Anyway, I won't be buying any external hard drives or Nikon lenses at discount  prices from the Far East, but for the little stuff? You can't beat them. And if something isn't perfect, just throw it out! It cost next-to-nothing anyway!

How do you like your Pines?

I like mine tall, and straight up.

A little zoom action while dragging the shutter for 1/10 second. 

Shooting Stars

The Lyrids meteor shower peaked on April 22. It was cloudy but April 23 was clear so I went out to look for meteors.

So my interest in shooting star trails and star fields was rekindled. There are a couple of images here, but really I'd like to send those of you interested in shooting star pictures to my technical blog where I posted more of the story and lots of pictures. Here's the link.

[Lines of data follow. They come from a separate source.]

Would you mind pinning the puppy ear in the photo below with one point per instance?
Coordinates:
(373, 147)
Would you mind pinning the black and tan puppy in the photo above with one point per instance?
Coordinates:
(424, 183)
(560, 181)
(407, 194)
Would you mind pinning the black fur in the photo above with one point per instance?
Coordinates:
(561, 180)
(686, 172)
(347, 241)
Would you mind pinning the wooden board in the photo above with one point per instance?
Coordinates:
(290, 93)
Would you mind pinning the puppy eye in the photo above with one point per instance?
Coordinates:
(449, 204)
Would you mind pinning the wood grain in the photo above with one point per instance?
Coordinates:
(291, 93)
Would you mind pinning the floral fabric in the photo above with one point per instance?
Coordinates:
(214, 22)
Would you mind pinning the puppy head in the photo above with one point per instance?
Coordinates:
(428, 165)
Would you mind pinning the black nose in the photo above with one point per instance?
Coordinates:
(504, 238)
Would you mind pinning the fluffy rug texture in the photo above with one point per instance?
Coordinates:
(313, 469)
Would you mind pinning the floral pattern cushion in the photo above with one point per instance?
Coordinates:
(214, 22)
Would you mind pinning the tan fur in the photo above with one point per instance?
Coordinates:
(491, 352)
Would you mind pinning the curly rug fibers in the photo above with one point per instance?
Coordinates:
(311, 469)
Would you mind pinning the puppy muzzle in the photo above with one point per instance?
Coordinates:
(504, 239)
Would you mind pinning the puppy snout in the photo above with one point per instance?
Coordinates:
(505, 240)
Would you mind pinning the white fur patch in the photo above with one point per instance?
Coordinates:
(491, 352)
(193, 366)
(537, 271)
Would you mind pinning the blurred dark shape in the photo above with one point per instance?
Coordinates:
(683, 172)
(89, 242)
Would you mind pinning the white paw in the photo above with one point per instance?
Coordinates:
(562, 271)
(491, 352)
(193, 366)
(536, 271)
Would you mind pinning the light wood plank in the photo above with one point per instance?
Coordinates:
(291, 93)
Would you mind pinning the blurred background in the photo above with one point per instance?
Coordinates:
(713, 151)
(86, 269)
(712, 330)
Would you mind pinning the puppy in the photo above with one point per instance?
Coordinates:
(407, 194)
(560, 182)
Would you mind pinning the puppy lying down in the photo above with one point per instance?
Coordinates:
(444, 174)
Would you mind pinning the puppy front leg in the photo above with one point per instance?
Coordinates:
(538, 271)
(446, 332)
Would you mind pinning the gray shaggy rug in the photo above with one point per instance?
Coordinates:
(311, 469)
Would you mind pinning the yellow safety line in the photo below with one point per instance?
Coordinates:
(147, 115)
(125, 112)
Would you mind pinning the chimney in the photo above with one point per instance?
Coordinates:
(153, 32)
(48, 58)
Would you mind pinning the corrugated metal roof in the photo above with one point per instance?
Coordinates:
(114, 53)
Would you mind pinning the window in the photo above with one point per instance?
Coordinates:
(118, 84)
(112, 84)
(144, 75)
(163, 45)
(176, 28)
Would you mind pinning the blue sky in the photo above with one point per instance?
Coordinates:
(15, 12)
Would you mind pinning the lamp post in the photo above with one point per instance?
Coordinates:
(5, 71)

I went out twice that night, the second time just after midnight. That's when I captured this image (remember, you can click on any picture to blow it up):

Photo details: D800/17-35 f/2.8. Exposure 30 seconds at f/2.8, ISO 800, F=17mm. The golden glow is from the lights of Minden, some 10km away. Now to let the cat out of the bag: the meteor? 5 minutes in Photoshop. A simple brush tool on a fresh layer with black background, with pressure sensitivity, and an extra bit for the head, then a Gaussian Blur and Lighten blend mode. Another duplicate layer flipped and set to low opacity gives the almost invisible reflection in the water.

I shot this on Sunday night.  Completely different technique, merging multiple images using StarStaX, a freeware program that helps you do these merges and has some neat tricks up its sleeves! Check out the Tech Blog to learn more and where to get it. 


Somebody posted on FaceBook that he was having trouble autofocusing on a subject, but because his lens didn't have an AF-M switch, so he couldn't focus manually. He was using a Nikon D3200. I took pity on him, downloaded the D3200 manual to see where the AF-M switch is on the body: there isn't one, you do it in the menu. It was right there in the manual, on page 55 and again on page 62. Took me 2 minutes to find it. Now if he had just read the manual... you don't have to memorize everything, you'll remember that you saw something and know basically where to look. Just sayin'...


* If you don't know what that means, Google it.